Problem: The Tang Emperor is committing an act of logistical suicide by marching his primary army to the edge of the world.
Premise One: Emperor Xuanzong is a survivor of brutal political purges and a seasoned administrator. He is not a madman.
Premise Two: If a rational emperor commits to an irrational military campaign, the underlying catalyst must be an existential threat of unimaginable proportions.
"He is chasing someone," Basil deduced aloud, "Our merchants have whispered rumors for the past season. Rumors of an eastern military governor, a Jiedushi, who vanished from the Pinglu Circuit with a massive fleet and fifty thousand men."
Stylianos nodded fervently. "Exactly, my Emperor. Jiedushi Shen. The rogue warlord sailed south, bypassing the known world, and landed in the Scottish highlands weeks ago."
Basil leaned over the map, "So, a rogue warlord flees to an island of mud and sheep. But why does the Emperor follow him with an army twice the size? What could this Jiedushi Shen possibly possess that warrants the mobilization of the entire Tang expeditionary force? It cannot be mere vengeance. Kings do not march to the edge of the earth for pride."
"The spies intercepted whispers within the Caliphate, my King," Stylianos offered hesitantly, "And they say he sailed directly into the territory of a new, rising power in the north. A barbarian king they call the Iron Father, who possesses machines that pour liquid steel and ships clad in iron."
Upon hearing this, Basil’s breath caught momentarily.
The eastern emperor was not marching to conquer Scotland. He was marching to retrieve a classified military technology before it could be reverse-engineered by an industrialized barbarian warlord. The Tang Emperor was terrified of an impending arms race.
A calm smile slowly etched itself across Basil’s bearded face. The sheer absurdity of the global situation washed over him, immediately replaced by a ruthless, opportunistic avarice.
He did not care about the Iron Father. He did not care about the Tang Dynasty’s alchemical secrets. He only cared about the geopolitical shockwave this march was about to generate upon his immediate borders.
"Stylianos," Basil murmured,
"To reach the frozen northwest by land, the Tang expeditionary force must cross the overland military routes. They must march directly through the Abbasid Caliphate..."

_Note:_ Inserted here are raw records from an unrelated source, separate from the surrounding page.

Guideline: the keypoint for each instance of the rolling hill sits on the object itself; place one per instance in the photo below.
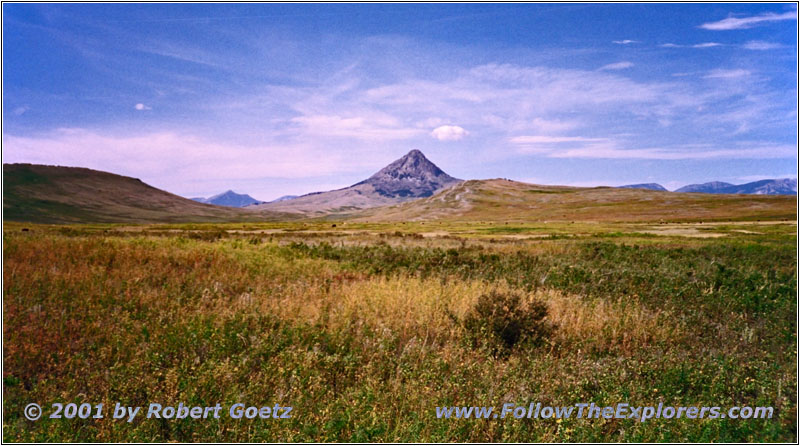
(504, 200)
(411, 177)
(55, 194)
(647, 186)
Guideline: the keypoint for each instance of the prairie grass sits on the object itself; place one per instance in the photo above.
(364, 338)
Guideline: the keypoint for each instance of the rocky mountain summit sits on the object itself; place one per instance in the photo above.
(411, 177)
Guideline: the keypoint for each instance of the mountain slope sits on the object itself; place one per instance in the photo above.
(646, 186)
(229, 198)
(785, 186)
(55, 194)
(411, 177)
(504, 200)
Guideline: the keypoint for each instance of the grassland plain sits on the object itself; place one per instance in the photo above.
(359, 327)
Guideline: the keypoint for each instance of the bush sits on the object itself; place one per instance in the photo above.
(501, 321)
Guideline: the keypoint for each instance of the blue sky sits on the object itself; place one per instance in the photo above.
(274, 99)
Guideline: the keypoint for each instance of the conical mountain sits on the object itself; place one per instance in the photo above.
(411, 177)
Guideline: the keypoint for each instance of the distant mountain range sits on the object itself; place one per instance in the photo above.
(783, 186)
(648, 186)
(56, 194)
(229, 198)
(410, 188)
(411, 177)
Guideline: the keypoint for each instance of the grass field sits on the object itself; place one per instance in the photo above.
(361, 328)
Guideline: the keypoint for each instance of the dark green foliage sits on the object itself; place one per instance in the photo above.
(501, 321)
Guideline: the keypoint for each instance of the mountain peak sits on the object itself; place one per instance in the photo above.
(413, 175)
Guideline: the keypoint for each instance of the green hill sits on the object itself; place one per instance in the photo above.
(55, 194)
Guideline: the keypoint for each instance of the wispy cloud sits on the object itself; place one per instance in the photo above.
(747, 22)
(617, 66)
(727, 74)
(449, 133)
(759, 45)
(167, 159)
(696, 45)
(620, 148)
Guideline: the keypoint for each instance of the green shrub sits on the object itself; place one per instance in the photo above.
(501, 321)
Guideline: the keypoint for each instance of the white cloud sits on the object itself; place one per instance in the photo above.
(617, 66)
(547, 126)
(747, 22)
(449, 133)
(726, 74)
(375, 128)
(613, 148)
(697, 45)
(761, 45)
(172, 160)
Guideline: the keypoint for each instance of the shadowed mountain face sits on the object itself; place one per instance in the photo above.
(410, 177)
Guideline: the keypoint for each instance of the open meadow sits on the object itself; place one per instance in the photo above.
(364, 328)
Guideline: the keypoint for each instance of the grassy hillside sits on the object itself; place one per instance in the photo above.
(364, 332)
(54, 194)
(503, 200)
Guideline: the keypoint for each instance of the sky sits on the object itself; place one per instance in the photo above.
(277, 99)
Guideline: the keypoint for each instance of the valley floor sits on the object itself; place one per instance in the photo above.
(365, 328)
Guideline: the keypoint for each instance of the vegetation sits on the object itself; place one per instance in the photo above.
(365, 328)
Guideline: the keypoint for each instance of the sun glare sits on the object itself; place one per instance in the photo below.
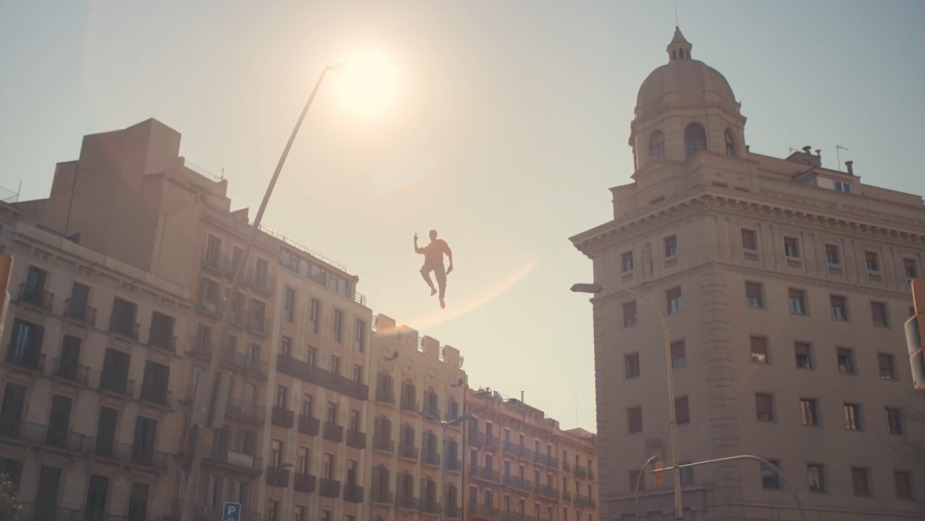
(368, 83)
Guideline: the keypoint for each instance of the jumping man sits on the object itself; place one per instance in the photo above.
(433, 261)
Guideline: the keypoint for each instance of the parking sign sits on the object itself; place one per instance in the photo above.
(231, 511)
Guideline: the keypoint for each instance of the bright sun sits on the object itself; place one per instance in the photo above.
(368, 83)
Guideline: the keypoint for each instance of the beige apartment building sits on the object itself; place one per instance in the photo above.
(415, 451)
(90, 378)
(522, 467)
(785, 288)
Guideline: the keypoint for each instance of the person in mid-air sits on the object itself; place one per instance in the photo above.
(433, 261)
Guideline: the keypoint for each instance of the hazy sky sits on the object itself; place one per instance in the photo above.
(510, 124)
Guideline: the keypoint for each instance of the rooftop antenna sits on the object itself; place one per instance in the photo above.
(838, 156)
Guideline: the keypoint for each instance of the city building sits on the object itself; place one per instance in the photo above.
(415, 468)
(785, 288)
(522, 467)
(90, 378)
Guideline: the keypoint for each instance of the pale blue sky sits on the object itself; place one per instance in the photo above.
(511, 124)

"Yes, Divine Augustus," the spymaster confirmed. "The Tang envoys have already delivered the ultimatum to Baghdad. The Caliph has been ordered to grant them unhindered military access, or the Tang will burn the Abbasid capital to the ground."
"And the Abbasids?"
"They are pulling their border garrisons away from the Anatolian frontier, attempting to consolidate their armies near Baghdad to deter the eastern dragon. The Caliph is completely paralyzed by the impending collision." Stylianos replied.
With those logistical facts laid bare, Basil executed his solution. The problem of the ongoing Arab raids on his eastern borders had just been solved by an emperor tens of thousands of miles away.
"Let the Tang Emperor march his hundred thousand men through the desert." Basil said.
Eudokia set her manuscript aside, rising from the chaise lounge to stand beside her husband.
"You intend to retake the lost territories while the Caliph is looking the other way?"
"The Amorian dynasty lost our lands to the Arabs. The Macedonian dynasty will reclaim them, using an eastern ghost story as our shield." Basil corrected.
With those tasks handled, Basil picked up his silver goblet once more, offering a toast to the empty room. The Macedonian Renaissance would be funded by the panic of the Islamic world, and the Byzantine Empire would rise to unprecedented heights, all while the rest of the globe tore itself apart in an industrial arms race they could not even comprehend.